Seeking Approval

“I still felt like it wasn’t enough…”

Fernanda (on right) at Cru's Miami Summer Project. Photo courtesy Fernanda Delgado.

I was born in El Salvador, where my mom and dad got divorced before I turned one. I never knew my Dad or had the chance to form a relationship with him, but shortly after my mom and I moved to the United States, she got remarried and I finally felt like I had a family.

My relationship with my stepdad was never good. I desired so badly to receive love from a father and to have that special relationship, but I was constantly feeling like I wasn't good enough and that I wasn't worth it. I wanted so badly to be loved and would constantly be trying to establish my identity in other things, like taking pride in the material things I had, in friendships, and the house I lived in.
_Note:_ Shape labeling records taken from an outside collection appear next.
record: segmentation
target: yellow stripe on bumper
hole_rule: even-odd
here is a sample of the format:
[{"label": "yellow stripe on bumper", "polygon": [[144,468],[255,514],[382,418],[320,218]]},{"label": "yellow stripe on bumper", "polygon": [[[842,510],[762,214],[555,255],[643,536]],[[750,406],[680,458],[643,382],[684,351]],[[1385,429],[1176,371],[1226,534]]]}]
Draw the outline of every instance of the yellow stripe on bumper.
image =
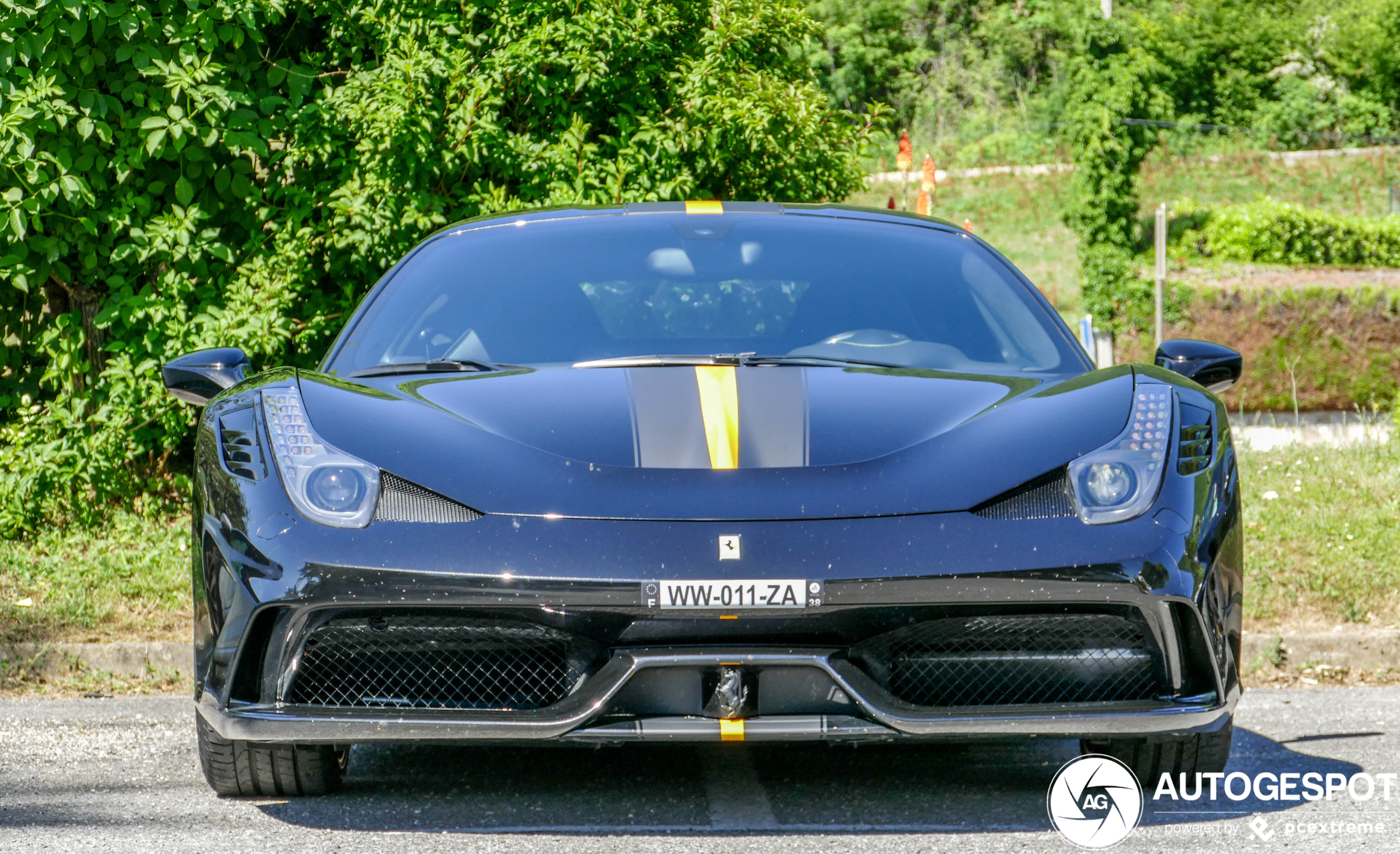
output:
[{"label": "yellow stripe on bumper", "polygon": [[732,365],[696,365],[711,469],[739,468],[739,381]]}]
This whole time I still felt like it wasn't enough and I needed the approval of those around me in order to feel valued and loved.

Around junior year of high school, my parents got divorced. I felt angry, confused, hurt and not wanted. I began turning to boys, alcohol, and drugs to try to gain that approval and love I was desperately seeking. Alcohol was my escape and a way to avoid my emotions, and it was during this time I was raped.

Before leaving for college, I was at my lowest, feeling like I was worthless and had nothing else to offer. I was so lost in the partying lifestyle and was convinced this was what life was all about.

The second week of school at the University of Central Florida, I was invited to Cru, where I signed up for a small group. Although apprehensive the first week, I went and left feeling surprisingly good. I remember feeling so loved and watching the other girls and the joy they had while talking about this Savior. It made me want what they had.

As I kept attending small group and began to be discipled, I began to understand the gospel. I still wasn't ready to make the decision to follow Christ until I went home Christmas break and for the first time became aware of the weight of sin in my life and my need for a Savior.

It was as if a blindfold had been removed from my eyes and I was able to see and understand why I needed Jesus, and that he LOVED me. In that moment I accepted Christ into my life.

Even from that moment I have seen God teach me so much. Understanding that I have a heavenly Father who is crazy about me and genuinely cares and knows me because of his death on the cross, I can be forgiven and live a life free in Christ. Not turning to temporary things for approval or worth but knowing that my worth and identity lies fully in Jesus and what he did for me!

Never in my life have I experienced joy or peace like I have now, and although I continue to sin daily, I am daily shown God’s grace and reminded of just how much I need him.